The hand that rocks the cradle


'The hand that rocks the cradle rules the world.’

This is the repeated refrain from the poem by William Ross Wallace, published in 1865, in which he praises motherhood as the pre-eminent force for changing the world.

It is a wonderful sentiment and I truly believe motherhood is a noble pursuit and a high calling and should never be undermined, belittled or outsourced.


I also believe that if you are a mother, there is a unique Biblical mandate that requires faithfulness in carrying out that role.

Having said that, there is terminology that is being tossed around among Christians that motherhood is a woman’s highest calling and her ultimate pursuit. It is often unspoken and couched in spiritual jargon, but the expectation is loud and clear.

I am seeing young, godly girls either wilting under the weight and pressure of this spiritual rhetoric or following their natural ‘feminist’ instincts and rebelling against such ‘chauvinistic’ or self-righteous thinking.

I wonder if this terminology is perhaps a reaction to Society’s voice which tells women that their highest calling is achieving excellence in the workplace and pursuing a career and as a result women are rejecting motherhood to pursue personal goals.
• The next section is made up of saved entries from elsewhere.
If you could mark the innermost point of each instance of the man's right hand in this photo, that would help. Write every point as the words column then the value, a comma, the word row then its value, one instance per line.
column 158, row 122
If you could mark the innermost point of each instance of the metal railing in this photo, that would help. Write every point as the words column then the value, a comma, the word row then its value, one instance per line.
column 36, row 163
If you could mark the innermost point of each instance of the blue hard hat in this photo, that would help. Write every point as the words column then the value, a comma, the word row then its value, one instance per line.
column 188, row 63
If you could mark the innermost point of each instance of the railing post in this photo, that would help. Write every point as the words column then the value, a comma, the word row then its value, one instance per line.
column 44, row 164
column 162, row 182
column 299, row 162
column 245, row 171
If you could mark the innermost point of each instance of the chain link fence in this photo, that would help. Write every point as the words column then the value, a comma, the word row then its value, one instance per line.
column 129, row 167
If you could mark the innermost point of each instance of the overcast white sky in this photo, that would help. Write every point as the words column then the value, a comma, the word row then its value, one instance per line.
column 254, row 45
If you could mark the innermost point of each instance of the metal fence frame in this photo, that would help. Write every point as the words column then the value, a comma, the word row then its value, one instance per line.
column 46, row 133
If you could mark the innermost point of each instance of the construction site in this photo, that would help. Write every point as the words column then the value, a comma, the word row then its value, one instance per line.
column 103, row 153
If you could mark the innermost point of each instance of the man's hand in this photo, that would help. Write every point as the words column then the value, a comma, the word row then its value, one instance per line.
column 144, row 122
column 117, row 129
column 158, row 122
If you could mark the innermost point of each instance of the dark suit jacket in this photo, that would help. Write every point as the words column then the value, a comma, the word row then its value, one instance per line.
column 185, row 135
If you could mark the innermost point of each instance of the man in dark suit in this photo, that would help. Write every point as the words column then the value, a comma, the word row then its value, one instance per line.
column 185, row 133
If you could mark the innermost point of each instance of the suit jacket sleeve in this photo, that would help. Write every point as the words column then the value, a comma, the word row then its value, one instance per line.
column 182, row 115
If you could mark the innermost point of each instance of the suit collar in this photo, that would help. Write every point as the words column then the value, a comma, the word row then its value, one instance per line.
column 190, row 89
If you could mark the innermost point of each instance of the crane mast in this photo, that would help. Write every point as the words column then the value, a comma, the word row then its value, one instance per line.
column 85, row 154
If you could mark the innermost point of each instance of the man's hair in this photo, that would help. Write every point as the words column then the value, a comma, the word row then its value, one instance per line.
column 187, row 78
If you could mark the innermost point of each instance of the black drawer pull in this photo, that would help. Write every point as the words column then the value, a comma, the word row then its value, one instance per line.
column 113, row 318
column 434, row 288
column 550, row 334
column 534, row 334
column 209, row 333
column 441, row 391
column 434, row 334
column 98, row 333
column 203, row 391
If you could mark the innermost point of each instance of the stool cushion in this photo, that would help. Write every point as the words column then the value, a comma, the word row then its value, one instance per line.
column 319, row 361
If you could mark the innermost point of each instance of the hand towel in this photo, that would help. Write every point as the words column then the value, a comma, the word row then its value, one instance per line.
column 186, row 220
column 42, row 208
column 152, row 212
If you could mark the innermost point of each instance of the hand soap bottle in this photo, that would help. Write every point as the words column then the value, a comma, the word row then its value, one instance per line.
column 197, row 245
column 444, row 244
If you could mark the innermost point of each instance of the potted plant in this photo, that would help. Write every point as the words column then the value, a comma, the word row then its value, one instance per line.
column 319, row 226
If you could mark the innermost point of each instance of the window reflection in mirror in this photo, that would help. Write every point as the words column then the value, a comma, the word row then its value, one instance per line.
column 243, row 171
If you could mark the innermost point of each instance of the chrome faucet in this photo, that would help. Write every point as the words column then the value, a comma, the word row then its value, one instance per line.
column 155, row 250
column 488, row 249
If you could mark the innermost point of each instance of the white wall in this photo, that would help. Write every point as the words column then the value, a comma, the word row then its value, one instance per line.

Is motherhood a woman’s highest calling?

Sometimes when we ask the wrong question we never get the right answer.

The question, ‘Is motherhood a woman’s highest calling?’ already has an agenda behind it.

It is the wrong question.

By raising up motherhood as a woman’s highest calling, we have misquoted Scripture, we have misrepresented God and we miss out

on God’s highest calling in our lives.

We do not have the liberty to use superlatives if God hasn’t.

I have not found the verse that says motherhood is a woman’s highest calling. I have looked. Proverbs 31:30 says that ‘A woman who fears the Lord is to be praised.’ 1 Peter 3:4 says that ‘A gentle and quiet spirit is precious in God’s sight.’

Now let me throw this into the mix: If motherhood is a woman’s highest calling, what is a man’s highest calling? Fatherhood? (Just asking.)

If a woman’s highest calling is motherhood, and woman is created to be a help-meet, then the logical conclusion is that man’s highest calling is fatherhood.

You see where this argument could take us? It is not helpful. The conversations become one sided, distorted and unhelpful.

The assumption that underlines this reasoning is that anything else a woman does that does not involve the role of a mother is ‘less than.’

In other words, our usefulness for God’s kingdom is based on being a mother.

If our life’s purpose is centered around a particular role, we will easily become self-centered and frustrated. We will have made an idol and idols never makes us happy or content. We will become discouraged and our identities misplaced.

If it all comes down to our role, then there are two outcomes: one is pride if our children turn out well, and the other is guilt if they don’t. That is a heavy burden to live with.

Our identity then becomes about what we do for Christ

instead of who we are in Christ.

What happens when your children go to school? How do you carry out your highest calling for the hours they are not in the home? What happens if the Lord decides to close your womb? What happens if you marry later in life? What happens when your children leave home? What happens to your highest calling then? Do you then pursue a lesser calling?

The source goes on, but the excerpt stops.